A top heart surgeon said he is prepared for animal rights protests over a breakthrough which could see pig hearts placed into human patients within three years.

Sir Terence English, who performed Britain’s first successful heart transplant 40 years ago, said that genetically engineered animal organs could spell the end for donor waiting lists.

But  he feared animal rights groups would object.

He said: “There will be animal rights people who will say it’s entirely wrong.

“But if you can save a life isn’t that maybe a bit better?”

He said the world’s first pig-to-human kidney transplant was scheduled to take place before 2020.

If that succeeded, more complex procedures, including heart transplants, would be expected to follow.

About 280 patients are waiting for heart transplants in Britain.
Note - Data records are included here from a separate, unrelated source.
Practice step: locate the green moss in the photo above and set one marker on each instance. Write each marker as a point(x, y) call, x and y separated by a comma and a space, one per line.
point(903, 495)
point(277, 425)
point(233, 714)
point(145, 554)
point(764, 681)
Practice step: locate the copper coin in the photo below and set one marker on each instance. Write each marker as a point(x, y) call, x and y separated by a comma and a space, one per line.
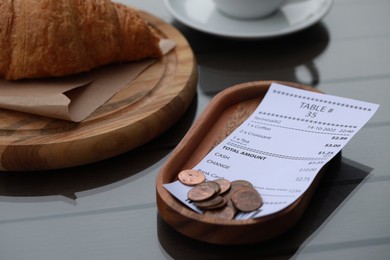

Sir Terence added: “If the result is satisfactory with porcine kidneys to humans then it is likely that hearts would be used with good effects in humans within a few years.

“If it works with a kidney, it will work with a heart. 

“That will transform the issue.”

Christopher McGregor of the University of Alabama, who was Sir Terence’s senior registrar in 1979 when he performed the first heart transplant in Britain with long-term success, hopes to perform a pig-to-human kidney transplant within a few months. 

The procedure will involve the use of organs from genetically engineered pigs.

Transplants are the only long-term treatment for patients with terminal heart failure but a chronic worldwide shortage of donor organs has fuelled research into so called “xenotransplantation” techniques  where humans would be given organs from animals.

Some of the most promising work has involved pig kidneys, which have been transplanted into monkeys.